The last three days have been intense. They kicked off with a truly awful ride through Hanoi, which lead directly into a nauseating and exhausting twenty-eight hour bus trek through the mountains of Vietnam and Laos. Immediately after, ready to collapse, we grabbed a very short night's sleep—a poor but passable rejuvenation needed for the lively Laotian party we attended the following day.
Thankfully, we aren't planning on leaving for a week-long motorcycle adventure until, oh, tomorrow morning. And so, today is our lone day for recovery, a rare morning whose wee hours will not be filled with work and writing, but rather a long laze in bed, safely under the covers, freely drifting between the murky borders of lucid dreams and consciousness.
While we did get our lazy morning, what we originally envisioned as a much needed day of rest and relaxation has instead, and quite necessarily, become one of preparation. After breakfast, we all head back to our guest-house to sort through our gear. Thankfully, we did not send our Ortlieb Rack Packs home when we flew to Southeast Asia from Mongolia!
While Natasha and Tara head back into town for supplies, Pete and I sift through our collected possessions, divvying up what what we want to bring and what we don't (and later, what we want to bring, and what we can fit). I've loaned our second rack pack to Pete, since it is totally waterproof and perfectly suited for the job.
I really enjoy the packing process. For some reason, sorting our kit into neat little piles is deeply cathartic to me. Maybe it is because I can see everything I own in the space of an hour, knowing that I have everything I need to live (except our tent!). Whatever the case, this life is certainly a far cry from the one I used to live!
With Pete's help, we've rented a Kawasaki Sherpa from Remote Asia for $30/day. He and Natasha will be riding throughout Laos for the next month, and we're going to join them for the first week of the trip.
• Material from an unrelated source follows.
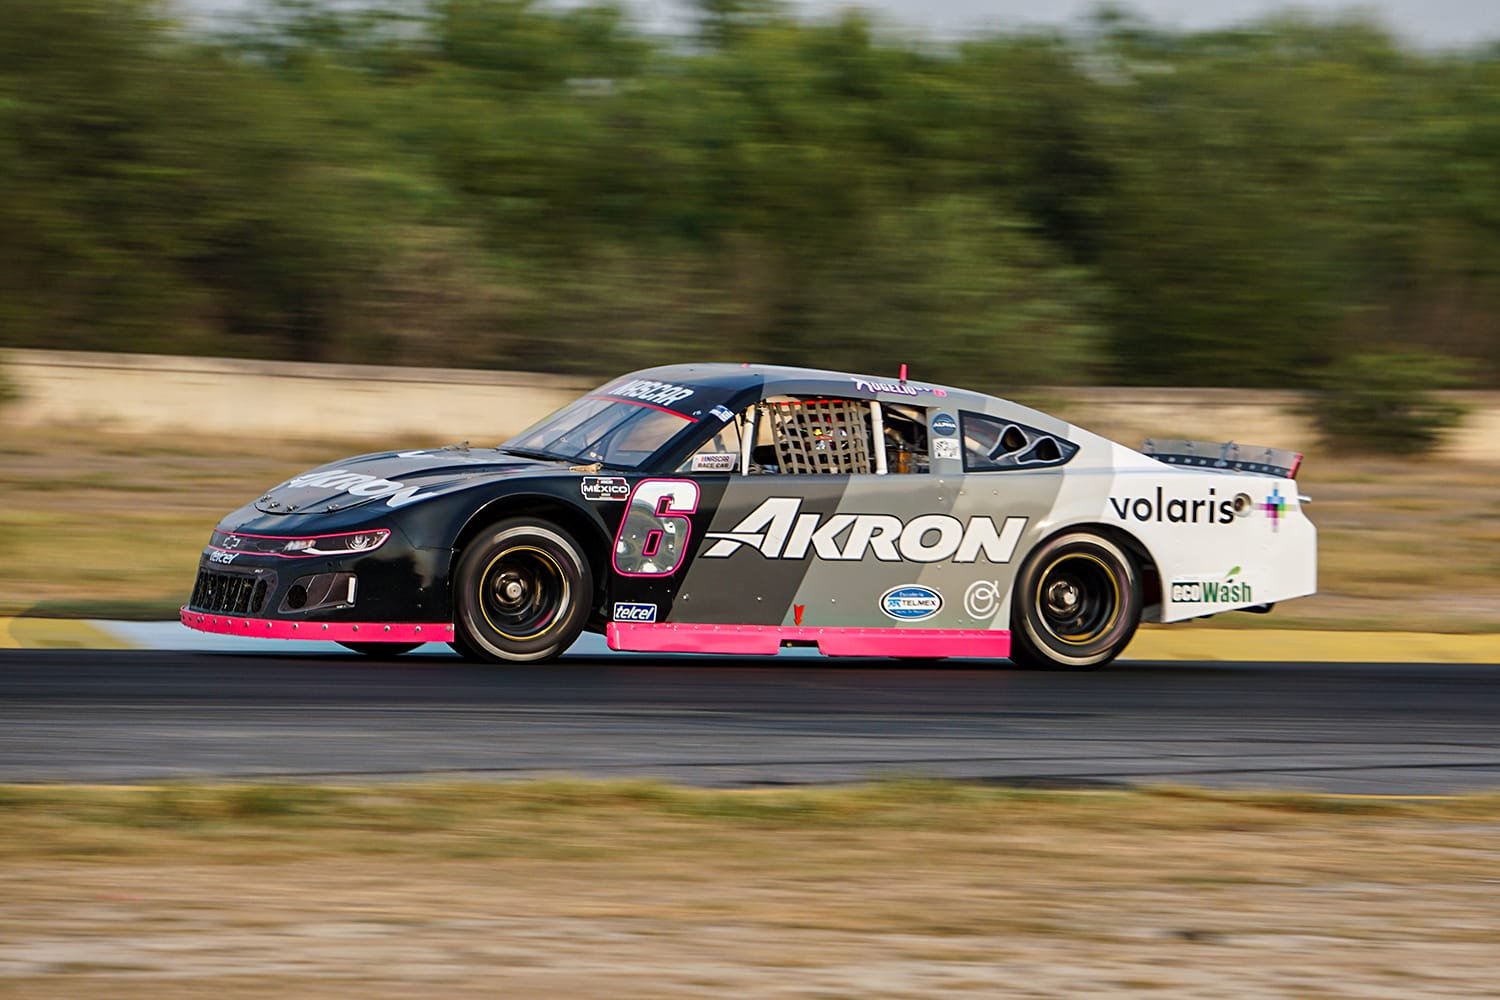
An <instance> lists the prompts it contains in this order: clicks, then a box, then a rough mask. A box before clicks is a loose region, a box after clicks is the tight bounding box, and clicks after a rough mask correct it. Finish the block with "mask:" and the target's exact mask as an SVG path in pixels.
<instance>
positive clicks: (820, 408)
mask: <svg viewBox="0 0 1500 1000" xmlns="http://www.w3.org/2000/svg"><path fill="white" fill-rule="evenodd" d="M1299 463H1301V456H1299V454H1295V453H1292V451H1283V450H1277V448H1262V447H1256V448H1251V447H1244V445H1233V444H1227V445H1214V444H1203V442H1193V441H1155V442H1146V447H1143V448H1142V450H1133V448H1128V447H1124V445H1121V444H1115V442H1112V441H1109V439H1106V438H1101V436H1098V435H1095V433H1091V432H1088V430H1083V429H1082V427H1076V426H1073V424H1070V423H1065V421H1062V420H1058V418H1055V417H1050V415H1047V414H1044V412H1040V411H1037V409H1029V408H1026V406H1020V405H1017V403H1013V402H1007V400H1004V399H996V397H992V396H984V394H980V393H972V391H965V390H959V388H950V387H942V385H932V384H924V382H916V381H909V379H907V378H906V373H904V369H903V372H901V375H900V376H898V378H889V379H880V378H871V376H862V375H847V373H838V372H823V370H810V369H793V367H772V366H753V364H679V366H667V367H655V369H648V370H642V372H634V373H631V375H625V376H622V378H618V379H615V381H612V382H609V384H606V385H603V387H600V388H598V390H595V391H592V393H588V394H586V396H583V397H580V399H577V400H576V402H573V403H570V405H567V406H564V408H562V409H559V411H558V412H555V414H552V415H550V417H546V418H544V420H541V421H540V423H537V424H534V426H532V427H529V429H526V430H523V432H522V433H519V435H517V436H514V438H511V439H510V441H507V442H505V444H501V445H499V447H468V445H466V444H463V445H450V447H443V448H420V450H408V451H383V453H378V454H363V456H357V457H351V459H344V460H341V462H335V463H332V465H326V466H321V468H317V469H312V471H309V472H305V474H302V475H297V477H294V478H290V480H287V481H285V483H281V484H279V486H275V487H273V489H270V490H267V492H266V493H264V495H263V496H260V498H257V499H254V501H251V502H249V504H246V505H245V507H242V508H240V510H237V511H234V513H233V514H229V516H228V517H225V519H223V520H222V522H220V523H219V525H217V528H216V529H214V531H213V534H211V538H210V541H208V546H207V547H205V549H204V552H202V558H201V561H199V568H198V577H196V583H195V586H193V592H192V598H190V600H189V603H187V604H186V606H184V607H183V609H181V621H183V624H184V625H187V627H189V628H196V630H201V631H210V633H229V634H240V636H267V637H281V639H326V640H330V642H338V643H342V645H345V646H348V648H351V649H356V651H360V652H366V654H371V655H396V654H401V652H405V651H408V649H413V648H416V646H417V645H422V643H425V642H447V643H450V645H452V646H453V649H456V651H458V652H459V654H462V655H463V657H466V658H471V660H478V661H541V660H550V658H553V657H556V655H559V654H561V652H562V651H565V649H567V648H568V646H570V645H571V643H573V642H574V640H576V639H577V636H579V634H580V633H582V631H583V630H588V631H594V633H603V634H604V636H606V639H607V645H609V646H610V648H612V649H624V651H646V652H699V654H775V652H777V651H778V649H781V648H783V646H816V648H817V649H819V651H820V652H822V654H825V655H835V657H837V655H861V657H910V658H935V660H936V658H945V657H989V658H1010V660H1013V661H1016V663H1017V664H1022V666H1031V667H1056V669H1092V667H1100V666H1104V664H1107V663H1110V661H1112V660H1113V658H1115V657H1118V655H1119V654H1121V651H1122V649H1124V648H1125V646H1127V643H1128V642H1130V640H1131V636H1133V634H1134V631H1136V627H1137V624H1139V622H1142V621H1151V622H1176V621H1184V619H1190V618H1199V616H1206V615H1215V613H1221V612H1230V610H1248V612H1266V610H1271V607H1272V604H1275V603H1277V601H1284V600H1290V598H1295V597H1302V595H1308V594H1313V592H1314V589H1316V562H1317V555H1316V544H1317V537H1316V529H1314V526H1313V523H1311V522H1310V520H1308V517H1307V516H1305V514H1304V510H1302V504H1304V502H1305V498H1301V496H1299V495H1298V489H1296V483H1295V475H1296V471H1298V465H1299Z"/></svg>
Because it is not currently legal for foreigners to rent motorcycles here in Luang Prabang, our bikes will be shipped to us from Vientiane, which is about 400 kilometers south of here.
We've decided on doing a loop of Northern Laos, covering some mountainous areas which Tara and I definitely wouldn't have the time (or, at this stage of our trip, the inclination) to do via bicycle. It has been years and years since I've done any off-road riding; I'm really exited!
We've heard that Laos is much more expensive than it used to be, and while this is certainly the case, we don't mind at all. On the contrary, we want to support the Lao economy because we're treated fairly and respectfully here. Every time I imagine someone moaning about the rising costs of tourism in Lao, I come back to Natasha's apt estimation of the "problem":
The country isn't here to be cheap for you!
So far, everyone we've met here has been overwhelmingly kind and friendly. Everyone! Even the touts, who are gracious enough to take "no thank you" as an answer without further harassment. At dinner tonight, we were undercharged for our meal by quite a lot, and despite our protestations, the people working couldn't seem to be bothered to amend the bill. We just left a big tip and declared this place a welcome change from Vietnam.
Tomorrow morning, we hit the road on motorcycles! WahooO!